2. Aliran Behavioristik

Teori kepribadian behaviristik bertolak dari dan menekankan pengaruh lingkungan atau keadaan situasional terhadap perilaku. Tokoh-tokohnya adalah Rotter, Dollard, Miller, dan Bandura. Para ahli tarsebut berpendapat bahwa perilaku merupakan hasil interaksi yang terus menerus antara variable-variabel pribadi dengan lingkungan. Dengan demikian individu dan situasi saling mempengaruhi.

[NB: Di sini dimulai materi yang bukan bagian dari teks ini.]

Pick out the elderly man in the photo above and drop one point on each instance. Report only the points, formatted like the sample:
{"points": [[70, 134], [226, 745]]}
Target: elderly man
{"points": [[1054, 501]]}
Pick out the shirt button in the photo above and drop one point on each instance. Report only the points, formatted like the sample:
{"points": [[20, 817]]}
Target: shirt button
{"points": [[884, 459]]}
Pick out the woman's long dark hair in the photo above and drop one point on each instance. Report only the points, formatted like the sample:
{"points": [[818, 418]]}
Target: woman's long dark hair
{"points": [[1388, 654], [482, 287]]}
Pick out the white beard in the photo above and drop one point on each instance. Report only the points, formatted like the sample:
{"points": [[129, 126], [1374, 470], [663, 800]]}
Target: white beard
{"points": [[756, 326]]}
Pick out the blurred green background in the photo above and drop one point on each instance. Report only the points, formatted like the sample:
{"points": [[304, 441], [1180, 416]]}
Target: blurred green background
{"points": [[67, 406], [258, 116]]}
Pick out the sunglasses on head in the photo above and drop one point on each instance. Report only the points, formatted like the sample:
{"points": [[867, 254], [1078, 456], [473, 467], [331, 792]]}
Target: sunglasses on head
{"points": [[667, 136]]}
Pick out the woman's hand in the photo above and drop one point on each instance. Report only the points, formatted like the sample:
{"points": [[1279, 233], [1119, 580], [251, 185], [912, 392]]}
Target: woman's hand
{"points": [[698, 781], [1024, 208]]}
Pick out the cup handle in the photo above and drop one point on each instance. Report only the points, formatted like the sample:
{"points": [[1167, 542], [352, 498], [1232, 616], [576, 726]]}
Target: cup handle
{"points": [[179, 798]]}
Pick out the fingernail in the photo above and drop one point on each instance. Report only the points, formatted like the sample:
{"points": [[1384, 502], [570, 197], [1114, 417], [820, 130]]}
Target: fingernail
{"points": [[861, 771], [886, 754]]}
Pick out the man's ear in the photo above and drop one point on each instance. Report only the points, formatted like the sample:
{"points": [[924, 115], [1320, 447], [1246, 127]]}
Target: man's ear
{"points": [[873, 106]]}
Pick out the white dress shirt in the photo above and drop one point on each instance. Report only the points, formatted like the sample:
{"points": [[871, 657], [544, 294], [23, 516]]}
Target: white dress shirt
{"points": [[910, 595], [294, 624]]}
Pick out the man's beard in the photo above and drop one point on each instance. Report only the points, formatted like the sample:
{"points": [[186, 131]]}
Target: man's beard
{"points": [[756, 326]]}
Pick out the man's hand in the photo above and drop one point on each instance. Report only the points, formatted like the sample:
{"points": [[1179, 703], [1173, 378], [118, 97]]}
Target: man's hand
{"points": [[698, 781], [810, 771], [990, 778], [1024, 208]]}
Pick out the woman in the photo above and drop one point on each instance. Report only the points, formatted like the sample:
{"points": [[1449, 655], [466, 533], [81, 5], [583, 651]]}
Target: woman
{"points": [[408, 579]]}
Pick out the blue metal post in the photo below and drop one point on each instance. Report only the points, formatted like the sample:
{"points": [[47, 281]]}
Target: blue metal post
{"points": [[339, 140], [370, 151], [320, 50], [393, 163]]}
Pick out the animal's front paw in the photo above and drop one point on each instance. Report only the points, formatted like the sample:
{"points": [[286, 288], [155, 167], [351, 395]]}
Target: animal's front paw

Teori belajar yang dianut oleh Dollard dan Miller menekankan pada konsep kebiasaan. Kebiasaan adalah pertautan atau asosiasi antara suatu stimulus (isyarat) dan suatu respons. Asosiasi-asosiasi atau kebiasaan-kebiasaan yang dipelajari tidah hanya terbentik dari stimulus-stimulus eksternal dan respon-respon terbuka, tetapi juga antara stimulus-stimulus dan respon-respon internal.

Jadi pola perilaku dibentuk berdasarkan suatu proses kondisioning. Orang-orang disekitar individu membentuk perilakunya dengan ganjaran dan hukuman. Disini terjadi pembentukan pola perilaku dan penguatan melalui pengalaman langsung, tetapi perilaku juga dapat terbentuk melalui pengalaman tidak langsung yaitu melalui pengalamn terhadap perilaku orang lain disekitarnya (modeling).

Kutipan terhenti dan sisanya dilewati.